Senator the Hon Mathias Cormann
Minister for Finance
Deputy Leader of the Government in the Senate
CAMPO: River 94.9 Marnie and Campo for Breakfast. Marns is on maternity leave. My special guest co-host is Jess Hogan from The Block and Reno Rumble. Mathias Cormann joins us now. Budget handed down last night. Good morning Mathias.
MATHIAS CORMANN: Good morning.
CAMPO: The Minister for Finance, I dare say you’ve not slept for at least the last 48 hours.
MATHIAS CORMANN: Not much.
CAMPO: Hands down, who’s the biggest winners and who’s the biggest losers out of this Budget?

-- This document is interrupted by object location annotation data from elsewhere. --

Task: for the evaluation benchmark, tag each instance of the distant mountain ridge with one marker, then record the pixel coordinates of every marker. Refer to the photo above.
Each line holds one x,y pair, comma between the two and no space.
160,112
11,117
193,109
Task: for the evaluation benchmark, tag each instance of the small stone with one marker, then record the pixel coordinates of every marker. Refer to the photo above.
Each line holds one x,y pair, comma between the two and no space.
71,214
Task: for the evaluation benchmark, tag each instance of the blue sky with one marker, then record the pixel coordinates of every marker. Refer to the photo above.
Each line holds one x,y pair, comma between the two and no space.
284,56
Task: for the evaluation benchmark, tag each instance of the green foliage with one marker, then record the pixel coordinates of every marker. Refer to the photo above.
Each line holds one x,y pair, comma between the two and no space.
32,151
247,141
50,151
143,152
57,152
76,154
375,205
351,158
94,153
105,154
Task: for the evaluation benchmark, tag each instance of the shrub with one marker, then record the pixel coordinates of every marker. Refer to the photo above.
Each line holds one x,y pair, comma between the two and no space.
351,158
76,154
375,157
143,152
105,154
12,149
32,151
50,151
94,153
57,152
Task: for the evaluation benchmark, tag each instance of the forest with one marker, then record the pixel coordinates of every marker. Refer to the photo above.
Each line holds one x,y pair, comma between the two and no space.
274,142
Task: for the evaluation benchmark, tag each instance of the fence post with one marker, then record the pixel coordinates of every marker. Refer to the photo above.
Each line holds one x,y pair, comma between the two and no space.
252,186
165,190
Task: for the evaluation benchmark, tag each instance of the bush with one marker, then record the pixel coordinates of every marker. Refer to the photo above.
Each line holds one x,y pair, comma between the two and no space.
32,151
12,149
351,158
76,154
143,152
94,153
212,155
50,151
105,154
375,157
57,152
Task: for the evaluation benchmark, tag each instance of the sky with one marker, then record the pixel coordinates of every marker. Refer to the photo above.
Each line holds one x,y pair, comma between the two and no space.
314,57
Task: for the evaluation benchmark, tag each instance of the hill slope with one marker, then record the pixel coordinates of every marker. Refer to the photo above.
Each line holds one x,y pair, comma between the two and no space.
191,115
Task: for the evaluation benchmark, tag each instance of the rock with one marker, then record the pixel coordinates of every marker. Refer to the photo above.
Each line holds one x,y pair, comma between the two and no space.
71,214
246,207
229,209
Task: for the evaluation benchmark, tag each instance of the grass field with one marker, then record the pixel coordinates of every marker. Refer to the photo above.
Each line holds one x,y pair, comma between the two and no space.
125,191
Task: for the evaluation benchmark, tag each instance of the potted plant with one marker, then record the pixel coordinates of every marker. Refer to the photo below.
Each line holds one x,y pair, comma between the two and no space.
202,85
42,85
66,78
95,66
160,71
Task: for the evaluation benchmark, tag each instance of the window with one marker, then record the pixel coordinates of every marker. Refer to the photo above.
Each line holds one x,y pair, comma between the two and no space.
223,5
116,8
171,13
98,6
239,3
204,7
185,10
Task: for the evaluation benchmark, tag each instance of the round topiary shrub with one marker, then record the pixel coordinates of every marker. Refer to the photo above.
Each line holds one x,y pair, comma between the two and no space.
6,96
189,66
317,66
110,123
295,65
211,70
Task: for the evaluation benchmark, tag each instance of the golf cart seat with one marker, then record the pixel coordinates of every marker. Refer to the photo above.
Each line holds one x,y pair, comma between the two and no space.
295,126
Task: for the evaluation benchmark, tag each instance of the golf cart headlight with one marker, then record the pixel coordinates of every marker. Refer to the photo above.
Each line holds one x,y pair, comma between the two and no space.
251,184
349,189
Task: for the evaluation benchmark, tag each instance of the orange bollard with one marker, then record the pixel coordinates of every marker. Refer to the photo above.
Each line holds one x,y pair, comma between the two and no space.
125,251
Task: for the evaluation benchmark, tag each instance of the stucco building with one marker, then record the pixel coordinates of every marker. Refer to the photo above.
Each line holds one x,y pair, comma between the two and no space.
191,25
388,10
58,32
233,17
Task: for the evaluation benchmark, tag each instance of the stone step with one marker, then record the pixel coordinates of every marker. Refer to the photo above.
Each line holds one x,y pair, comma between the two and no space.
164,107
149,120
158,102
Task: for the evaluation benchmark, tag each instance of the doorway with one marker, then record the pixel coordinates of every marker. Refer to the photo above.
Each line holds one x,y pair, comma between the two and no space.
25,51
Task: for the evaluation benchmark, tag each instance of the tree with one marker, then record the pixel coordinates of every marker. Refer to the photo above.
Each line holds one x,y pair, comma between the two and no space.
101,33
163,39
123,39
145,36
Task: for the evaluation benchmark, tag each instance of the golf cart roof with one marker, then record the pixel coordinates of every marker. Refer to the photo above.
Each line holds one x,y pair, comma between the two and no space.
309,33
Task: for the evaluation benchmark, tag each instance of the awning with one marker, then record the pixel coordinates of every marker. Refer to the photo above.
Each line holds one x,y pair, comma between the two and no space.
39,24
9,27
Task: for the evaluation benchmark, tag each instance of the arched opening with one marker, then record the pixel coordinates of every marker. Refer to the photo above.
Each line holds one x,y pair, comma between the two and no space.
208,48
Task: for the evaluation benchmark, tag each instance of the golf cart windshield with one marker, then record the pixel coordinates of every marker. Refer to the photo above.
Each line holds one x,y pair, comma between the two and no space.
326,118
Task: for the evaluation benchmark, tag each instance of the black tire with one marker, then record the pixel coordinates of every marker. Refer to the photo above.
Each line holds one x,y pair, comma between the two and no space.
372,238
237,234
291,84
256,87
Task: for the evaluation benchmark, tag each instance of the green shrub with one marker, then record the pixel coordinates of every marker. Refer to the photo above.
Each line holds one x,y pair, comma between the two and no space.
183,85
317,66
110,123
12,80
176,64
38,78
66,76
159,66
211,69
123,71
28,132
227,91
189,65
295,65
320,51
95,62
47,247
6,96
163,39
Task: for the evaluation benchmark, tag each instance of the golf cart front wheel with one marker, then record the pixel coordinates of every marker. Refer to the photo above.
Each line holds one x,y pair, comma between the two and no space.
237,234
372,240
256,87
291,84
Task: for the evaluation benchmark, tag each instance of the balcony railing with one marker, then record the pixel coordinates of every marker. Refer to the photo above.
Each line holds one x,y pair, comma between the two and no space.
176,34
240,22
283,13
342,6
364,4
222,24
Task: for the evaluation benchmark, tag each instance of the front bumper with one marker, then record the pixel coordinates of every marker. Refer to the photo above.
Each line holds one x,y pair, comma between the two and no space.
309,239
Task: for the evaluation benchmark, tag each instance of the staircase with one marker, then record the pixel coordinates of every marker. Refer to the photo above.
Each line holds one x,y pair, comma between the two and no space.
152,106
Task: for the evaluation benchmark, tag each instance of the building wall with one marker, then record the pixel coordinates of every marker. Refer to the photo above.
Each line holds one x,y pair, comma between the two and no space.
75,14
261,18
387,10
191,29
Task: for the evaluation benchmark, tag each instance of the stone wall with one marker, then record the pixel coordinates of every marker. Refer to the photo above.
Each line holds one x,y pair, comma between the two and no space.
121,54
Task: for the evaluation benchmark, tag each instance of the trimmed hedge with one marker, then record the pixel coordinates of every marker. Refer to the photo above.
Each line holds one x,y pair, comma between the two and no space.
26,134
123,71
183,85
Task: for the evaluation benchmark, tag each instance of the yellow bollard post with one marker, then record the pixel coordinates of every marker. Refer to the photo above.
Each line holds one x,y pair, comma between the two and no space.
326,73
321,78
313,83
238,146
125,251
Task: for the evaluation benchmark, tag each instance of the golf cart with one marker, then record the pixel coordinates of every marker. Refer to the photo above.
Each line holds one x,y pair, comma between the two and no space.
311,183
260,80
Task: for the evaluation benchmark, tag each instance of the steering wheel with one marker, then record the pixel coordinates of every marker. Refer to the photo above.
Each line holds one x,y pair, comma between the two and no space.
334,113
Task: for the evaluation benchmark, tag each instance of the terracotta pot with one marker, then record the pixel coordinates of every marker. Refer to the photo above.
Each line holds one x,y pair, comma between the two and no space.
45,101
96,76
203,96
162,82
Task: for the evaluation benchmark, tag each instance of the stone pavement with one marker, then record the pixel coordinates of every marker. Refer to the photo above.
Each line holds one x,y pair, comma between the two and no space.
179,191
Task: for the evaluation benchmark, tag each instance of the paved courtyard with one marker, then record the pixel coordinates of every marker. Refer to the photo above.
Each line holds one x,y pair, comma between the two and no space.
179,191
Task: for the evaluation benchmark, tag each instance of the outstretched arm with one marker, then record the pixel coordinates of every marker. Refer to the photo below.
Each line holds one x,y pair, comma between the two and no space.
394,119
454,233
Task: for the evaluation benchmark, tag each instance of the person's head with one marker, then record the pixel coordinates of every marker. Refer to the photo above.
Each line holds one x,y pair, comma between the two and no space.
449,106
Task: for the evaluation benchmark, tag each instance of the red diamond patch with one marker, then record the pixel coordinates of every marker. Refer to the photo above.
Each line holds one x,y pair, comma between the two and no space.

MATHIAS CORMANN: Our focus is on making sure that Australia overall is the biggest winner. What we delivered last night is our plan for jobs and growth and our plan to ensure that as we continue to face global economic headwinds and as we continue to transition from resources investment driven growth to broader drivers of growth in a more diversified economy that we continue to do that successfully. That is very important for all Australians wanting to get ahead.
CAMPO: There are a few tax cuts and there is a windfall for businesses as well.
MATHIAS CORMANN: We have targeted tax cuts to ensure that people on average full time wages are not moving into the second highest tax bracket for the next three years. So we’ve lifted that tax bracket from $80,000 to $87,000, which means that those people, instead of paying 37 per cent tax will pay 32.5 per cent tax, which we hope will encourage people to work more and earn more without being hit by more tax. On the corporate tax front, we have announced a 10 year enterprise tax plan, which will bring down the company tax rate over the next decade to about 25 per cent. That will help us attract more investment, it will help us improve productivity, it will help us create more jobs and over time it will help us increase real wages and living standards and that is very much what our economy needs. We need a more competitive tax rate, we need to get back into the middle of the pack of countries around the world.
CAMPO: Okay. Say good morning to Jess, she’s my co-host this morning Mathias
MATHIAS CORMANN: Good morning Jess.
JESS HOGAN: Good morning, just a quick one. Anything for small business on this Budget?
MATHIAS CORMANN: There is a lot for small business in this Budget. We’re building on all of the tax incentives for small business that we announced in last year’s Budget by increasing the turnover threshold that defines a small business for tax purposes from $2 million to $10 million. So many more small businesses will be able to take advantage of our accelerated depreciation opportunities and so on. And we’re reducing the tax rate that applies to small businesses of up to $10 million in annual turnover from 1 July 2016 to 27.5 per cent, down from 30 per cent before last year’s Budget and we’re putting small businesses on a trajectory of reducing taxes over the next decade to about 25 per cent.
CAMPO: And Mathias, if you needed more incentive to quit smoking now is the time. A packet of cigarettes has gone through the roof.
MATHIAS CORMANN: Yes obviously there is a health benefit from people quitting smoking and that is one of the desirable policy outcomes from increasing taxes on tobacco.
CAMPO: That’s all well and good, but your Medicare and Medibank Private’s and all these, they’re going way up. Costs a fortune to get private health these days.
MATHIAS CORMANN: That is why we’ve got to continue to pursue sensible reforms in our health space to ensure we keep downward pressure on health insurance premiums, which is exactly what the Health Minister Sussan Ley is doing.
CAMPO: Full coverage this time of year it’s about $400. It’s tough. Thank you very much Mathias.
MATHIAS CORMANN: Always good to talk to you.